Yang ke dua, dalam riwayat-riwayat yang menunjukkan kebolehan melandasi selain dahi itu ( atau juga dahi ) dengan sesuatu selain tanah, hanya diwaktu berintangan, dan juga hanya dibolehkan dengan melandasinya dengan bajunya, bukan dengan sesuatu yang tidak dipakai seperti sejadah, karpet, dan lain-lain. Oleh karena itu berkata al-Syaukaaniy di Nailu al-Authoor 2: 268 ( Ibnu Hajar juga berkata mirip seperti ini di al-Fath, 1: 414 ): 

“Hadits-hadits di atas ( sujud dikala berhalangan, red. ) menunjukkan bolehnya sujud di atas baju ketika berhalangan. Hal itu menunjukkan bahwa hukum asalnya adalah menyentuh tanah secara langsung, karena -dalam riwayat-riwayat itu- diterangkan bahwa pelandasan baju itu dilakukan ketika berhalangan. Dan juga, sebagian orang berdalil dengan hadits-hadits itu bahwa kebolehan pelandasan itu hanya dengan baju yang dipakai ( tidak dengan yang lainnya seperti sejadah, dan lain-lain, red. ) oleh yang melakukan shalat, dan dalam hal ini al-Nawawi berkata bahwa Abu Hanifah berhukum dengan hukum ini ( pelandasan dengan baju yang dipakai ), dan begitu pula jumhur ( umumnya ahli fiqih ).” 

Ke tiga, memang ada riwayat-riwayat yang mengatakan bahwa sebagian shahabat melandasi dahinya dengan baju sewaktu berhalangan ( seperti panas ) namun yang demikian itu tidak bisa dijadikann jaminan seratus peratus. Sebab bertentangan dengan apa-apa yang disaksikan ‘Aisah dari shalat Nabi SAWW yang sama sekali tidak pernah melandasi wajahnya dengan apapun, baik baju atau selainnya. 

Jadi, bisa saja tidak diketahui Nabi SAWW karena mereka shalat dibelakang beliau sementara shahabat yang melakukannya itu tidak melaporkannya kepada beliau. Padahal, perbuatan shahabat itu bisa dijadikan jaminan dan ukuran syariat, apabila Nabi SAWW mengetahuinya dan beliau membolehkan, atau setidaknya mendiamkannya.
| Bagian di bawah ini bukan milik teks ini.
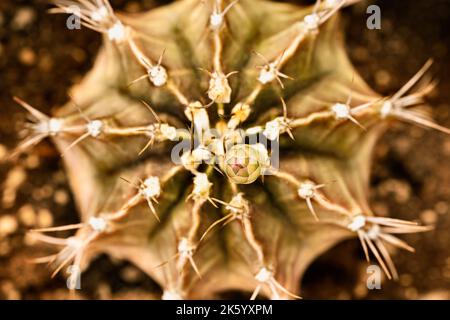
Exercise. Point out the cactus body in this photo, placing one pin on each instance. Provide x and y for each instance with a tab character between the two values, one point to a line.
214	221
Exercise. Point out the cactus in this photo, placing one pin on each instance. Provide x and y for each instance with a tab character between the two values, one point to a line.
223	217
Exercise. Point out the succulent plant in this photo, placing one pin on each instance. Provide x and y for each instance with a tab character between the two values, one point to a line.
157	144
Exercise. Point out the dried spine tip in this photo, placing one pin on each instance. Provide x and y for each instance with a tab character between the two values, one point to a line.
186	251
373	232
270	72
94	128
219	90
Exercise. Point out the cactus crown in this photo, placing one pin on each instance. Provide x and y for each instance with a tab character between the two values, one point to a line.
223	216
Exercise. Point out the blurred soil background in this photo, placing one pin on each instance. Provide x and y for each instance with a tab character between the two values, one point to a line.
40	59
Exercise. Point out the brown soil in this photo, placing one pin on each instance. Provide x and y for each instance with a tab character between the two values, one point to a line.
40	60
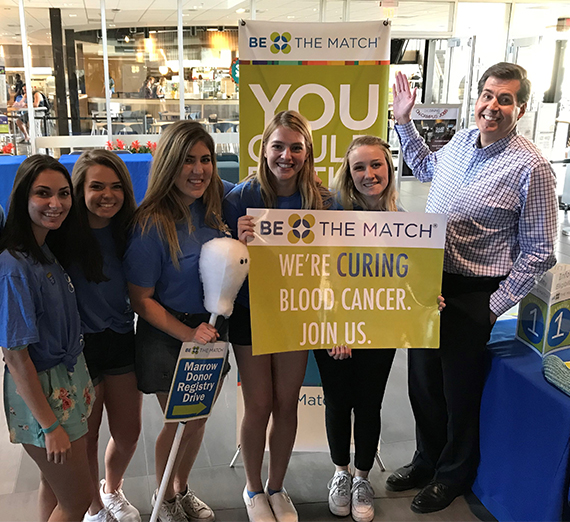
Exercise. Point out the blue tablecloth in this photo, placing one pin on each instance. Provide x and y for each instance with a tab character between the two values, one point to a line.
8	167
524	472
138	166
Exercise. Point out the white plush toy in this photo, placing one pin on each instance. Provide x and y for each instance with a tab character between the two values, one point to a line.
224	264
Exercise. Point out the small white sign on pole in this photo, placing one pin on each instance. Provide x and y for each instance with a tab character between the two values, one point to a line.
196	381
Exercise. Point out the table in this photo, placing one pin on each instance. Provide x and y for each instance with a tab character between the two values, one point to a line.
8	167
138	166
524	472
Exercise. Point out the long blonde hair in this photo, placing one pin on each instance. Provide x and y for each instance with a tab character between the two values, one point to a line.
312	195
343	183
163	205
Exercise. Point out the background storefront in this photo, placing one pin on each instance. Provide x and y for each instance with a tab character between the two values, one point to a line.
74	49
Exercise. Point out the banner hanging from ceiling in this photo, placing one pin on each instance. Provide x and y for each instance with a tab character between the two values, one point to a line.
334	74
Jadi, secara lebih hati-hatinya hendaknya seseorang tetap tidak melandasi dahinya dengan apapun dan hendaknya menyentuhkannya ke tanah secara langsung. 

Sedang hadits-hadits yang menggambarkan perbuatan sebagian shahabat yang melandasi dahi- nya dengan baju yang dipakai sewaktu berhalangan ( seperti panas ), maka akan kami nukil di bawah ini, dan hadits-hadits ini dapat ditemukan di: 

Shahih Bukhari, 1: 101, 143-170, 2: 81, bahkan di Bukhari ini ada judul yang bernama: Sujud di Atas Baju di Waktu Udara dan Batu-batu Panas Menyengat ( bukankah ini menunjukkan tidak bolehnya dilakukan diwaktu tidak adanya halangan ???, red. ); Shahih Muslim, 2: 109; Sunan Ibnu Maajah, 1: 321; Sunan Abu Daud, 1: 106; Musnad Ahmad bin Hambal, 1: 100; Nailu al-Authoor, 2: 268; dan lain-lain.. 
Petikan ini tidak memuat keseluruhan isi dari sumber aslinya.